Hi
I have used featureCounts to generate WTS (data was PE WTS) count file using aligned sorted bam files. featureCounts output looks like this:
Program:featureCounts v1.6.3; Command:"featureCounts" "-T" "4" "-s" "2" "-a" "/Tools/hg38.refGene.gtf" "-o" "6_aligned_sorted_duprm.bam"
# Geneid Chr Start End Strand Length 6_aligned_sorted_duprm.bam
DDX11L1 chr1;chr1;chr1 11874;12613;13221 12227;12721;14409 +;+;+ 1652 0
WASH7P chr1;chr1;chr1;chr1;chr1;chr1;chr1;chr1;chr1;chr1;chr1 14362;14970;15796;16607;16858;17233;17606;17915;18268;24738;29321 14829;15038;15947;16765;17055;17368;17742;18061;18366;24891;29370 -;-;-;-;-;-;-;-;-;-;- 1769 706
MIR6859-1 chr1;chr1;chr16;chr15 17369;187891;17052;101973524 17436;187958;17119;101973591 -;-;-;+ 272 0
MIR1302-11 chr1;chr19;chr9;chr15 30366;71973;30144;101960459 30503;72110;30281;101960596 +;+;+;- 552 0
FAM138A chr1;chr1;chr1;chr19;chr19;chr19;chr9;chr9;chr9 34611;35277;35721;76220;76886;77330;34394;35060;35504 35174;35481;36081;76783;77090;77690;34957;35264;35864 -;-;-;-;-;-;-;-;- 3390 0
You can see that for a single gene the chr position is showing different chromosomal locations. Why the is happening? Is this a fault while running featureCounts? How to solve this?
Thank you.
Regards,
Tanay
Hi GenoMax,
Thank you for looking into this. I wanted to ask that if you look into MIR6859-1, for example, then it is showing chr1;chr16;chr15 in the chromosome number column. How is this possible?

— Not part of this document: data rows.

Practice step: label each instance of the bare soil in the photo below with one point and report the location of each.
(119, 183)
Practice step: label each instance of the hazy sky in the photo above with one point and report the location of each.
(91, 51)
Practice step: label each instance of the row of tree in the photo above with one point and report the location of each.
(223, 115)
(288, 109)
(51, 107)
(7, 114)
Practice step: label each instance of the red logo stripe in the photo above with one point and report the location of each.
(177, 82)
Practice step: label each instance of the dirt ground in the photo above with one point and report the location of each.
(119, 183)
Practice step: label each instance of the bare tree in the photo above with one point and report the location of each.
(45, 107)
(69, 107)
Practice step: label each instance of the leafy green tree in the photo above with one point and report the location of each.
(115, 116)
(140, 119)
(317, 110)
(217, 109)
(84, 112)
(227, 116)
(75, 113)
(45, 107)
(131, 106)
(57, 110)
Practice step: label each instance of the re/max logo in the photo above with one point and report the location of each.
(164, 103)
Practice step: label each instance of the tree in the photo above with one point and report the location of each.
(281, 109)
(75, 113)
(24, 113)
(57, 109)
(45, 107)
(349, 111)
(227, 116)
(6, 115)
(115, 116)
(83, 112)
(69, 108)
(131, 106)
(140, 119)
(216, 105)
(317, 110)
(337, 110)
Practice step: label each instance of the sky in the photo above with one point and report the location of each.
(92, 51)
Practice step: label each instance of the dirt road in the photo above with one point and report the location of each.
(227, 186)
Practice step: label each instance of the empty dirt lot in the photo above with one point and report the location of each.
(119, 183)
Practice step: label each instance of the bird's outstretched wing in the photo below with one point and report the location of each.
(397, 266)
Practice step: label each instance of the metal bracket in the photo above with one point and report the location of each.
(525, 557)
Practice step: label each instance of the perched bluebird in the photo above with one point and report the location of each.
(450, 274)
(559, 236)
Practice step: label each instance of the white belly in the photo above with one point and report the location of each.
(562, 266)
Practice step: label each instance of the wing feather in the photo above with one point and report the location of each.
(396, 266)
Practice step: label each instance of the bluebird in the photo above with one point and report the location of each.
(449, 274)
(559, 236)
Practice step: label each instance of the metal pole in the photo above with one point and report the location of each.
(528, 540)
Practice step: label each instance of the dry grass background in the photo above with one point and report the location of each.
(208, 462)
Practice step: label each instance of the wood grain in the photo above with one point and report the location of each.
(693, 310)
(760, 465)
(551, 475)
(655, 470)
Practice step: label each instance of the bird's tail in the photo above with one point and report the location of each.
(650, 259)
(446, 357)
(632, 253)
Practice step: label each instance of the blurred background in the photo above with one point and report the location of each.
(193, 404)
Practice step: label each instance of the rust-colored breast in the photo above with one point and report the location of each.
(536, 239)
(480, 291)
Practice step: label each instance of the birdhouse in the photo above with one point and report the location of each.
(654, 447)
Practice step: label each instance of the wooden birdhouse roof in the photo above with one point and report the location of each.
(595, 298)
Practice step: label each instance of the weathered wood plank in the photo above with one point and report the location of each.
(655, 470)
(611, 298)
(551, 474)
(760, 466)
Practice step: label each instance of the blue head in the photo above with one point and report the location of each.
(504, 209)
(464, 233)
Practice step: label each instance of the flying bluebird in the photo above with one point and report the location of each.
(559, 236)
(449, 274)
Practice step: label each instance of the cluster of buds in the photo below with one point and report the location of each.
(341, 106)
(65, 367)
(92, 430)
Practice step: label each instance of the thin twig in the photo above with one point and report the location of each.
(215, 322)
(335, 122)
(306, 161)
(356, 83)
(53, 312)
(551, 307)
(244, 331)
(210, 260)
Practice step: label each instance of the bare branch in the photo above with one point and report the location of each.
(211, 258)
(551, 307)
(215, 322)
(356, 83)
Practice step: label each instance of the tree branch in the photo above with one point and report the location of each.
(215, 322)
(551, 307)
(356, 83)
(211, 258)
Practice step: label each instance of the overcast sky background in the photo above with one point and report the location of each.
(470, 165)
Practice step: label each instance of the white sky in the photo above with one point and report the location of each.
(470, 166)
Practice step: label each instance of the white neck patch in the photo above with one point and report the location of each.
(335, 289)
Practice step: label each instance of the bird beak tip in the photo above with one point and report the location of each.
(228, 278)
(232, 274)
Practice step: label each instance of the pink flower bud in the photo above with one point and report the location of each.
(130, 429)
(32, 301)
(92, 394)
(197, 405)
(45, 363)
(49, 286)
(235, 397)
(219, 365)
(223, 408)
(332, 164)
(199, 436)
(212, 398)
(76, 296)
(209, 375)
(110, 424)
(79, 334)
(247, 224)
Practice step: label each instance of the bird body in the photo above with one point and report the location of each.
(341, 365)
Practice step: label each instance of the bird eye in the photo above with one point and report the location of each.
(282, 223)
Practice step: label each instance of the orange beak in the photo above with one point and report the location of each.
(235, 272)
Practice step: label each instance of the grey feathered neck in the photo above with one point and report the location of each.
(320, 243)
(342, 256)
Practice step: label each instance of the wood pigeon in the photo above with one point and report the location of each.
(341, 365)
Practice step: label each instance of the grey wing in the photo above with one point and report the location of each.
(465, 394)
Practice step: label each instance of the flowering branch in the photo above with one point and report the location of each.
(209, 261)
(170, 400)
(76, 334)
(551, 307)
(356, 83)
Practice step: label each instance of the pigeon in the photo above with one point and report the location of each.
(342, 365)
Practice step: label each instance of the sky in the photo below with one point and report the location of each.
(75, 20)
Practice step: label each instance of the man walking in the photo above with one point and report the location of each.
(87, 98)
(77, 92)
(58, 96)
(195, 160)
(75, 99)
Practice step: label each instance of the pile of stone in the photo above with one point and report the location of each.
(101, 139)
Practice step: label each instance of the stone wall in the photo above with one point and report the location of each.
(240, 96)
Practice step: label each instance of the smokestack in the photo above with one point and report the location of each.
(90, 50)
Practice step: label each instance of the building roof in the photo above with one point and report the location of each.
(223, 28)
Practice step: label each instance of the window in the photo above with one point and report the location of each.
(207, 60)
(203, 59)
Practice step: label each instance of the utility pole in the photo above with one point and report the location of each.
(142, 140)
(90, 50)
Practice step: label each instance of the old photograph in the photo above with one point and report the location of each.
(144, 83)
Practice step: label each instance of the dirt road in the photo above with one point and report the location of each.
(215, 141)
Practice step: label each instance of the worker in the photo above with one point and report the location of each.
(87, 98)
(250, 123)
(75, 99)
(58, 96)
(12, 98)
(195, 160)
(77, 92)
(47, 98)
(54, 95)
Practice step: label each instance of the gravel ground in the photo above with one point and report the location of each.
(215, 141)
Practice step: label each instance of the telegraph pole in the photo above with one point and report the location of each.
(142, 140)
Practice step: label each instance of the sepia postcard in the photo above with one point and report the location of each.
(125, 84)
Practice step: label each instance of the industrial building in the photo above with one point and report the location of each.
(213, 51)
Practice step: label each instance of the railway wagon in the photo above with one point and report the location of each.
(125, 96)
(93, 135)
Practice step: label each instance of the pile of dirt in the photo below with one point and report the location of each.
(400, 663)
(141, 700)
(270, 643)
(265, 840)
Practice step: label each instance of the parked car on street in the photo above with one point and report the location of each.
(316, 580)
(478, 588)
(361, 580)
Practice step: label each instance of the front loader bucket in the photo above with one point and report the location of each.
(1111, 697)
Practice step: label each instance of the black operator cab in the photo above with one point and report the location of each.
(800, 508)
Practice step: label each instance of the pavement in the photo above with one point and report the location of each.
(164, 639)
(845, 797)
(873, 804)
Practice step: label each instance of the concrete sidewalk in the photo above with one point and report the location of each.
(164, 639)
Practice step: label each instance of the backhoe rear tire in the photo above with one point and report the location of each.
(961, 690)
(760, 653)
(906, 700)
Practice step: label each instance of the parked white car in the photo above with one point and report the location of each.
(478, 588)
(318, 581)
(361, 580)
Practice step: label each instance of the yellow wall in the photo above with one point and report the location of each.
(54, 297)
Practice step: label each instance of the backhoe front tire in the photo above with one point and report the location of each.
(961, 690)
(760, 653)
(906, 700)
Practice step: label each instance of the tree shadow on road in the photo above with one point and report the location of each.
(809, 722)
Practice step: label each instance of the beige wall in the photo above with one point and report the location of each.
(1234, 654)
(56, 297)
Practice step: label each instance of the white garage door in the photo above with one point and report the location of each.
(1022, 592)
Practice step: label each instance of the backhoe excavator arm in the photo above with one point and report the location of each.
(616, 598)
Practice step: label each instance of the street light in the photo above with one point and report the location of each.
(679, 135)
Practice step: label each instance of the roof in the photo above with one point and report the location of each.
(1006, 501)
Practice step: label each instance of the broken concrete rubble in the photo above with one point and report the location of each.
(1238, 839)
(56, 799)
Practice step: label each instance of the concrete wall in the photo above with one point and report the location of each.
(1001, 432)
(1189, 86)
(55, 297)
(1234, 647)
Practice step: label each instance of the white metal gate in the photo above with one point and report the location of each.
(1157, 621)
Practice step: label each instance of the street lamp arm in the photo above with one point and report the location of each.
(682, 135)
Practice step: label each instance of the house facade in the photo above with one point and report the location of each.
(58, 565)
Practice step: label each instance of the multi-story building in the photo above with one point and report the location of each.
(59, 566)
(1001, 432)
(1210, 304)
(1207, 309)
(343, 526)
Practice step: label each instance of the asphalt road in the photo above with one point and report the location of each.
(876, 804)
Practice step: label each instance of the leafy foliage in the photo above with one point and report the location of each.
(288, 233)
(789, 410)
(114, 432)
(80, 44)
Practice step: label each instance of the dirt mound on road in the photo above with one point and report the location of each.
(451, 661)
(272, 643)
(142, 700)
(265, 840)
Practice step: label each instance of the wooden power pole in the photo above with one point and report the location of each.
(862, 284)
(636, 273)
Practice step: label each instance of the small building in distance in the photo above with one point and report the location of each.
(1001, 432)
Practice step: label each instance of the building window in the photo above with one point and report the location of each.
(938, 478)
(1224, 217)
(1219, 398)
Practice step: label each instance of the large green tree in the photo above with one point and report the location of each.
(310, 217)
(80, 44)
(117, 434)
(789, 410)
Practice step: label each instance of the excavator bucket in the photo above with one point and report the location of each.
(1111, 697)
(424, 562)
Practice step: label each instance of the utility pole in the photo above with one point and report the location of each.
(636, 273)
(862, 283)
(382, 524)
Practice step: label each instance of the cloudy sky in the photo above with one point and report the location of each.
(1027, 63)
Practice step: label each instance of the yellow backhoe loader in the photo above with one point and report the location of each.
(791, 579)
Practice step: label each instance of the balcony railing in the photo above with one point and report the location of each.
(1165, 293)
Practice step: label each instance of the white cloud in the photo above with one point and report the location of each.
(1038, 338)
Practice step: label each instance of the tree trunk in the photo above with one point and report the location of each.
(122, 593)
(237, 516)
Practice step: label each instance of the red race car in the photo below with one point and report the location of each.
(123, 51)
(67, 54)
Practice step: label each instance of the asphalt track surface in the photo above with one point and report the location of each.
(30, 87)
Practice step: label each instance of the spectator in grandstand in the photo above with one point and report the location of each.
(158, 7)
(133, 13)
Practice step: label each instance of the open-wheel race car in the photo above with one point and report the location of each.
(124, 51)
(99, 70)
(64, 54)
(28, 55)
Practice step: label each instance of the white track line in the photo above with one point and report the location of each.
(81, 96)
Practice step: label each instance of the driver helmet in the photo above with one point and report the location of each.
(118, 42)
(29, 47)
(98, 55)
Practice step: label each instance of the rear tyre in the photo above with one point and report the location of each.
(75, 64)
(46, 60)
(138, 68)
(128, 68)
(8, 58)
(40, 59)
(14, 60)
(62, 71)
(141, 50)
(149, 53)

I have also used fastp to generate deduplicated raw fastq files. Should this be done? Also, is it important to count multimapping reads for featureCounts?
Regards, Tanay
Since microRNA's are short it may be annotated to multiple locations based on the sequence. Your annotation file must have it annotated as such.
You should not deduplicate raw fastq files for RNAseq data before alignment. People generally ignore multi-mapped reads. If you wish you use them then use a tool like
salmon
that will use statistical modeling to distribute multimapped reads.